Non-visual effects were explored by collecting saliva at 19:00, 20:30, and 22:00 on Wednesday for each participant, and saliva melatonin contents were then measured. Participants had supper before 18:00, and then gargled with pure water. Moreover, participants were not allowed to eat within 30 min before saliva collection, and forbidden to drink water within 10 min before saliva collection. The entire process was shown in Fig. 6.

Fig. 6
figure 6

The entire process of the human factor experiment

Measurement

ACC was collected by the NIDEK AR-1S Auto Refractometer; MTF and HOA12 were analyzed through the NIDEK OPD-Scan III Refractive Power & Corneal Analyzer. During the measurement, participants were seated in front of the instrument, staring at the specified area of the instrument. Visual functional data were collected by the instrument and transported to the computer. For ACC, MTF, and HOA12, we subtracted the 45th-min values with the initial values, and obtained the variations of these three parameters (denoted as ∆ACC, ∆MTF, and ∆HOA12). According to the standard GB/T 44441, we calculated the VICO index for each lamp.

Visual cortical blood-oxygen signals were analyzed by measuring the intensities of 690-nm and 830-nm wavelength light and performing hemodynamics calculation. The instrument was the Artinis NIRS system equipped with 20 detectors. Electrodes distribution was shown in Supplementary Fig. S3. Visual stimulation and signal collection were executed synchronously. To reduce possible disturbs, we chose the data from the 5th min to the 5.5th min (30-s data), and the data from the 40th min to the 40.5th min (another 30-s data) for analysis.

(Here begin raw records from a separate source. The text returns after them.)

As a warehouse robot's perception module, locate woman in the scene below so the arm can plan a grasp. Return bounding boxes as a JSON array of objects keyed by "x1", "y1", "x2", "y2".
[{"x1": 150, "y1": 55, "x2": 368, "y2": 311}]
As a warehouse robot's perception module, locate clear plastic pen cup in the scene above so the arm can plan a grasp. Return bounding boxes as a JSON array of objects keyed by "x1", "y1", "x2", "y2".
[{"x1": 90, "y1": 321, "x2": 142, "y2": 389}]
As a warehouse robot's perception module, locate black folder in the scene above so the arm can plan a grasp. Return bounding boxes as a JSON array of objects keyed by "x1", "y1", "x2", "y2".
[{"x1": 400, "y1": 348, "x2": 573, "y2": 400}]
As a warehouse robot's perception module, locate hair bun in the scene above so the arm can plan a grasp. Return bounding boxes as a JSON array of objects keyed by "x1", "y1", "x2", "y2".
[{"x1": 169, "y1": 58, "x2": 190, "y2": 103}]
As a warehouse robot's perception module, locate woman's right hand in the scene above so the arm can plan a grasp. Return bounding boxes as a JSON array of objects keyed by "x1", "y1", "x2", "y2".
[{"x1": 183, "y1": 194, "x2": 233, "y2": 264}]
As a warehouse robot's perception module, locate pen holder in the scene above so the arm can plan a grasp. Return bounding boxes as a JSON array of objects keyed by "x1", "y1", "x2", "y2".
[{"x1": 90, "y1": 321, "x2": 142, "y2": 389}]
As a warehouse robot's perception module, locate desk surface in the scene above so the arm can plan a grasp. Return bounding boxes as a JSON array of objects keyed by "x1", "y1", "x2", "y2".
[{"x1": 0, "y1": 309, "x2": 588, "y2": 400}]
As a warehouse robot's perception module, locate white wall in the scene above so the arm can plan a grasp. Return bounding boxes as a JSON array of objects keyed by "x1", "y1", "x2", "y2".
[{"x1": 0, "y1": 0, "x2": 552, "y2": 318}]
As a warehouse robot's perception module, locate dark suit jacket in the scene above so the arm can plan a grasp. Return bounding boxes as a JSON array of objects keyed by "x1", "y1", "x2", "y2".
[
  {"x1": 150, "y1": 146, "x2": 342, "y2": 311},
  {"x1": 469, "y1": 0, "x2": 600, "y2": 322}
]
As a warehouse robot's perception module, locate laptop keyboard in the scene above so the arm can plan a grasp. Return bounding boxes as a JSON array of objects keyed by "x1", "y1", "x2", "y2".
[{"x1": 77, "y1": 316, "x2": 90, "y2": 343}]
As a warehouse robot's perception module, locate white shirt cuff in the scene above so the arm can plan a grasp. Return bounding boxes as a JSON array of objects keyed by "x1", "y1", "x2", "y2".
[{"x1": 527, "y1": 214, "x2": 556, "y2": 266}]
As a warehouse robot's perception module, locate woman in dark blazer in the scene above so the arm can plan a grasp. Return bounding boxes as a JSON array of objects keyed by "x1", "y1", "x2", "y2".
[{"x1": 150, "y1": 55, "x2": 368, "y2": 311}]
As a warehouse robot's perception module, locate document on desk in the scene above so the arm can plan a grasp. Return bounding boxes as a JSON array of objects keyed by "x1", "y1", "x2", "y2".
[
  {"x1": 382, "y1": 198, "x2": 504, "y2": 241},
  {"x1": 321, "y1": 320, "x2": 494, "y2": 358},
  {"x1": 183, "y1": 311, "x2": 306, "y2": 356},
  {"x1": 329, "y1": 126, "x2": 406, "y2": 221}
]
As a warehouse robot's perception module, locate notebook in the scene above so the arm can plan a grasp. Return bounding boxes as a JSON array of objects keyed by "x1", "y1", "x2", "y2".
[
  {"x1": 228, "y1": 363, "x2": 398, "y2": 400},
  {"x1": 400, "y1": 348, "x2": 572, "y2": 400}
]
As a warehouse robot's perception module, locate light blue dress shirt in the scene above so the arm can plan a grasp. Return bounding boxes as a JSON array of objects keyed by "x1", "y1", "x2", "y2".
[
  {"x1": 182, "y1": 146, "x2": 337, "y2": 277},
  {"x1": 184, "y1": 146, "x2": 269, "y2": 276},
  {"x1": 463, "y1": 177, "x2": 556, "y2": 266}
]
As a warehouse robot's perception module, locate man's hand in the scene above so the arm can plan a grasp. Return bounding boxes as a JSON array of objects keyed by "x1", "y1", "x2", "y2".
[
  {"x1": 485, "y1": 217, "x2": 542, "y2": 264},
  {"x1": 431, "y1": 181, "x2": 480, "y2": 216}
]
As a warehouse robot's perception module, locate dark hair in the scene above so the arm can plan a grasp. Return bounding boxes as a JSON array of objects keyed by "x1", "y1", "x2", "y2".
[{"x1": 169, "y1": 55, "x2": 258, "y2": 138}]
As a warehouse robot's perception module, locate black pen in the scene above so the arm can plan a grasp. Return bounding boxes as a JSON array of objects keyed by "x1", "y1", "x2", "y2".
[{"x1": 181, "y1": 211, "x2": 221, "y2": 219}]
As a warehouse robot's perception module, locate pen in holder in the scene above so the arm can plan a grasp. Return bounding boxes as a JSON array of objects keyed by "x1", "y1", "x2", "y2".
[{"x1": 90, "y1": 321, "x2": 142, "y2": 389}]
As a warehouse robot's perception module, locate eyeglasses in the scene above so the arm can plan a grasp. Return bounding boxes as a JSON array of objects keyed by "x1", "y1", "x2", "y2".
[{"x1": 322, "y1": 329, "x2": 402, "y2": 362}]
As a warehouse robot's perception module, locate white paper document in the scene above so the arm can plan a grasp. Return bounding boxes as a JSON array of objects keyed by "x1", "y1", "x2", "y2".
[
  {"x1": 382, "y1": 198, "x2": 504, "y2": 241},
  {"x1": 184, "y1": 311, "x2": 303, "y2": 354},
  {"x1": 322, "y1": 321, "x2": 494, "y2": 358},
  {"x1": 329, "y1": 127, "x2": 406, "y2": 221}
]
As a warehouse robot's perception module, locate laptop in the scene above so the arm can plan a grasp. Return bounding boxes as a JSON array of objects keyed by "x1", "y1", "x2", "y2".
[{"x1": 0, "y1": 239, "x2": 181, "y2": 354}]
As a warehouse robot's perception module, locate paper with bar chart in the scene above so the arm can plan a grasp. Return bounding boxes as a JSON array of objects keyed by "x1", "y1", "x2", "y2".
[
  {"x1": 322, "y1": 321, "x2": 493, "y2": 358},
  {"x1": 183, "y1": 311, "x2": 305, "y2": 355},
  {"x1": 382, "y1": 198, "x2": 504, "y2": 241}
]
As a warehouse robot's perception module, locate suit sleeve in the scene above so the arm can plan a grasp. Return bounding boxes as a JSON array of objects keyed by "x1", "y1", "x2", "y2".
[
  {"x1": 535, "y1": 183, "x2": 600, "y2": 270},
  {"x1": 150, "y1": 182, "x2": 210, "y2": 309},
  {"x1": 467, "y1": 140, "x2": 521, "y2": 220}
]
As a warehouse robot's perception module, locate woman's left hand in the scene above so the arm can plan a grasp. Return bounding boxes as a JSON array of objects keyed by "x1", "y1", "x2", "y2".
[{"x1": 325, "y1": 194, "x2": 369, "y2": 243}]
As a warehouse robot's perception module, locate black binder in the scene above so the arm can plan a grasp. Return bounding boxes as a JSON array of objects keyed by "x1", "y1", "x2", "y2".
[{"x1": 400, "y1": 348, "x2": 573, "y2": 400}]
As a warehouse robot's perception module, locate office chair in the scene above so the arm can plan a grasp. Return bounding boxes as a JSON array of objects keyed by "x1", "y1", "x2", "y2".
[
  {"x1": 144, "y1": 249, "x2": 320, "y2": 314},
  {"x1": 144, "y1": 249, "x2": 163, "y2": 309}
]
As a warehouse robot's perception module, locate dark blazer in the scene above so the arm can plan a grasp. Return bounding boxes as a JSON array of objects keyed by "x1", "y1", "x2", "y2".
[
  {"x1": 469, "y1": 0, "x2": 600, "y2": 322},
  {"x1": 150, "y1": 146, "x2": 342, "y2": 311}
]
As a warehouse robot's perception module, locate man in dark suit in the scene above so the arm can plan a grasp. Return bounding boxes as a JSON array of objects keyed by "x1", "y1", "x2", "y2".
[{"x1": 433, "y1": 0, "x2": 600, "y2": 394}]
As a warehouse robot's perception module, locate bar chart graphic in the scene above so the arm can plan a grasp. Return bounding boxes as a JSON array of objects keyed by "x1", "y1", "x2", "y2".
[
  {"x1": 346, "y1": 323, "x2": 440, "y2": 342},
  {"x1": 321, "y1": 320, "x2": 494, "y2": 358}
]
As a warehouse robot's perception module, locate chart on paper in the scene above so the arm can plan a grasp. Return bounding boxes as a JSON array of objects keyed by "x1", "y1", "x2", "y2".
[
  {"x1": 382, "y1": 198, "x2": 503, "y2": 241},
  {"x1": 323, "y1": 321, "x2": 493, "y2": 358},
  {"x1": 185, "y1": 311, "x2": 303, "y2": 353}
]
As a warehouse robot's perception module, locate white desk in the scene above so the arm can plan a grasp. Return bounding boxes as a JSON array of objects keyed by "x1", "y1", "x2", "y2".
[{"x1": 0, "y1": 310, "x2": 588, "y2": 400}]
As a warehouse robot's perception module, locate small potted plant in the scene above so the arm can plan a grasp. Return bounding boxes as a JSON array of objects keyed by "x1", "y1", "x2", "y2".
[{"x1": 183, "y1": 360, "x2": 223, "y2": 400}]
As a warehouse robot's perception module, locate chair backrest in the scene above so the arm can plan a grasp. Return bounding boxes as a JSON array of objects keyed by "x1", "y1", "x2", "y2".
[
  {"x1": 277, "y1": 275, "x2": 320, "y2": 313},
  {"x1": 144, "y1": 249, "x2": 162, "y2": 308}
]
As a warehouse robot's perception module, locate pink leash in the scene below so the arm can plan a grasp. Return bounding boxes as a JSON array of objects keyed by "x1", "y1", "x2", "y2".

We used the nirsLAB software (NIRX Co. Ltd.) to analyze fNIR data. We excluded the channels with the enhancement factor above 0.8 and the variation coefficient above 15%. Motion artifact correction was performed using functions “Remove Discontinuities” and “Remove Spike artifacts”. We also performed 0.01–0.2 Hz bandpass filtering.

For saliva collection, each participant kept a piece of cotton under the tongue, and after 1 min the cotton was extracted from the mouth with tweezers and stored at −20 °C with the SARSTEDT Salivette tube (Germany). Saliva collections were performed four times with the interval more than 30 min. Melatonin contents were measured using the Enzyme-Linked ImmunoSorbent Assay (ELISA) analysis.